ASX reporting season: CBA and Dexus
CBA (ASX:CBA) Result comes in neat and tidy
- Cash profit for HY of $3.89 billion, versus the analysts’ consensus expectation of $3.76 billion
- Strong balance sheet with $10 billion in excess capital
- Higher dividend and capital strength
CBA shares are down in early trade despite posting a “beat” on cash earnings. The bank posted a HY cash profit of $3.89 billion, which was slightly higher than the analysts’ consensus expectation of $3.76 billion. All eyes were on the interim dividend, which came in at $1.50 per share, up from the 98 cents final dividend announced in August, but lower than last year’s $2.00 a share. Net profit dipped 21 per cent to $4.88 billion, and revenue eased 1%, to $11.9 billion. The net interest margin pulled back to 2.01% due to higher liquid balances (unused cash) and the impact of the lower rates.
CBA said: “despite this positive outlook, there were still health and economic risks that could slow down the recovery, and the bank continued to monitor its loan portfolio for signs of stress, and to support customers.”
Overall, a clean result with no nasty surprises.
Dexus (ASX: DXS) – Strong results despite the impact of the pandemic.
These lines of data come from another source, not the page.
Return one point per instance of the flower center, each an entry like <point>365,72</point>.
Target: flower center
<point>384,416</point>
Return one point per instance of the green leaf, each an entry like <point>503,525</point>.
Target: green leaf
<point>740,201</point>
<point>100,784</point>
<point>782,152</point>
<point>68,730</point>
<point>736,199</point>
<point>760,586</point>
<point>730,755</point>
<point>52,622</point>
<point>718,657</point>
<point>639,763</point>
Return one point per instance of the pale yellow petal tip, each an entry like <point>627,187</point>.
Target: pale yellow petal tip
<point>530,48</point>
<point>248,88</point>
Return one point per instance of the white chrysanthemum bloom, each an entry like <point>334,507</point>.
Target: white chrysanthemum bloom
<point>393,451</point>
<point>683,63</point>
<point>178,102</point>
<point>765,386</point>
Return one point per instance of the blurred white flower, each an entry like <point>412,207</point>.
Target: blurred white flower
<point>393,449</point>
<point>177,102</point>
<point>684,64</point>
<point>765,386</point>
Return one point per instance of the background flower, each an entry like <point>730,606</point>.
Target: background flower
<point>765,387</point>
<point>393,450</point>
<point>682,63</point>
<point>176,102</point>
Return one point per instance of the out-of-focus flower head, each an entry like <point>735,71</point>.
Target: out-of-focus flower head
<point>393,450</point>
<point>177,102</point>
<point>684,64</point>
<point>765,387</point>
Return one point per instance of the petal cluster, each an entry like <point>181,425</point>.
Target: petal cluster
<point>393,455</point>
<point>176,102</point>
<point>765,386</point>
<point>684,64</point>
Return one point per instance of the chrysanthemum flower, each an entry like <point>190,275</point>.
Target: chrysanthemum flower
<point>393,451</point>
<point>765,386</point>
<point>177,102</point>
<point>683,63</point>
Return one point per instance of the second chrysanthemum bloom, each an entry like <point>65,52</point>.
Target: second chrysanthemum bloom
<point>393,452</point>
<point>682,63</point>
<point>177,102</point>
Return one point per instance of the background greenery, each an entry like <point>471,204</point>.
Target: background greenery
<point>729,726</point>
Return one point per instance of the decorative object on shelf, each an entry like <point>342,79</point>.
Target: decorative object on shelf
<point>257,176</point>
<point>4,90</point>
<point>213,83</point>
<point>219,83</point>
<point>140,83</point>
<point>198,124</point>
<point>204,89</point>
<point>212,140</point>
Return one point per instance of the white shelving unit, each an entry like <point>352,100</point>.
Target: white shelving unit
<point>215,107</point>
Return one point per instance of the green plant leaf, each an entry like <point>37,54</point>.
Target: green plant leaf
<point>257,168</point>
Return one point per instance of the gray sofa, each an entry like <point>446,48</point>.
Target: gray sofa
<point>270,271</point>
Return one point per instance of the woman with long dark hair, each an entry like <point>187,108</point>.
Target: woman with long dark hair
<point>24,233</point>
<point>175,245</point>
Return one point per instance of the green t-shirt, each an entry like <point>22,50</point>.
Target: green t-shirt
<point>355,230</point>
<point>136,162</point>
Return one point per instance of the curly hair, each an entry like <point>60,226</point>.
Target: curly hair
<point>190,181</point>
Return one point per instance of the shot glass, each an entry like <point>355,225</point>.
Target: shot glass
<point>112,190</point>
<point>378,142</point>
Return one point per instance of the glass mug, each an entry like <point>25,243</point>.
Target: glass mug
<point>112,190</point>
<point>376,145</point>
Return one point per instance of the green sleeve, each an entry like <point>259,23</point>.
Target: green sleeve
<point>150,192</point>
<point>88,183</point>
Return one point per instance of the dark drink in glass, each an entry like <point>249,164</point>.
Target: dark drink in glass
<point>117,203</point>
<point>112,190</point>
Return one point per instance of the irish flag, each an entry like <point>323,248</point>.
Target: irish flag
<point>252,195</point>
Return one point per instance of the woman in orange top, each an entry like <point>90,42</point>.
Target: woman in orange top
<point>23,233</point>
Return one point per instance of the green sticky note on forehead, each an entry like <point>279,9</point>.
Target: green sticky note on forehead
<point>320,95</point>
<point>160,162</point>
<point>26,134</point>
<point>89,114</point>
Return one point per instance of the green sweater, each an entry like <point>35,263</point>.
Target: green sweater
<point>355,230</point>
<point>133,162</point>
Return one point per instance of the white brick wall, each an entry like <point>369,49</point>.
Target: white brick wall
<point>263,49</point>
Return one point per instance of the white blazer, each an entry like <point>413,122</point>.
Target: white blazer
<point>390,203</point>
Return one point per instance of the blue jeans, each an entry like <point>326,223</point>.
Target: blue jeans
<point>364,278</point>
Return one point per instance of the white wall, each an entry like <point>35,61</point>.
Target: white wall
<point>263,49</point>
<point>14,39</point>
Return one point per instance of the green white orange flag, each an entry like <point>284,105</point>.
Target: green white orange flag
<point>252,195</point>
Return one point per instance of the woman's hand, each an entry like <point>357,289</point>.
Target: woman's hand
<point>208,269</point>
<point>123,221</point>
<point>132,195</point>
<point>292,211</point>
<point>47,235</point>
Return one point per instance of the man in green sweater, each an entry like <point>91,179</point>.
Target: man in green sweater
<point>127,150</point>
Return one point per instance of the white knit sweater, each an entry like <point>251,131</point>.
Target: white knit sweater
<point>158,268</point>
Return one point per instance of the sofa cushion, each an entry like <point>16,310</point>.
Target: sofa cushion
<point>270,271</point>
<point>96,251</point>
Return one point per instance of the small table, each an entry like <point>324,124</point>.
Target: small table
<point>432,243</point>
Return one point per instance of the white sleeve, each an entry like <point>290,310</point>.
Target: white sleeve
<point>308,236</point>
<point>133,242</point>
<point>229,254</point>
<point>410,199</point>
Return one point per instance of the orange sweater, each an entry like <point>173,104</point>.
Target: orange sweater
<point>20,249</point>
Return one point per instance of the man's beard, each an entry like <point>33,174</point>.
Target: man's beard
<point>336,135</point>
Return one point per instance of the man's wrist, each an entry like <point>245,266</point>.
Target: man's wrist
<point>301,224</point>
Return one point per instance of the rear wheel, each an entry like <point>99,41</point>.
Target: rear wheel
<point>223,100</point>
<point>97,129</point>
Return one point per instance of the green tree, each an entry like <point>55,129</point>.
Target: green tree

Shares up +3% in early morning trade. The property heavyweight posted a profit of $442.9 millio for the December half-year, which was above an expected $387.7 million. H1 funds from operations (FFO) came in at 34.4 cents a share, above an expected FFO consensus of 24 cents. Revenue was $626.6 million versus $583.5 million a year ago. Predictions of a collapse in the office and industrials real estate sector did not materialise, with Dexus maintaining high occupancy rates, of 96 per cent in its office sector, and 95.5 per cent in its industrial sector. With rent collections at 96 per cent for the entire portfolio, the result was strong despite impacts from the pandemic.
Looking forward, the office portfolio may face tough conditions as tenants re-evaluate space needs and delay decision-making. Then there is also the effect of increasing incentives that will need to be factored-in going forward.
Overall, the Dexus result highlighted the group’s resilience with rents in its key city office blocks remaining largely unchanged, but going forward the group is concerned that effective rents could come under pressure due to increasing incentives to retain and lure customers.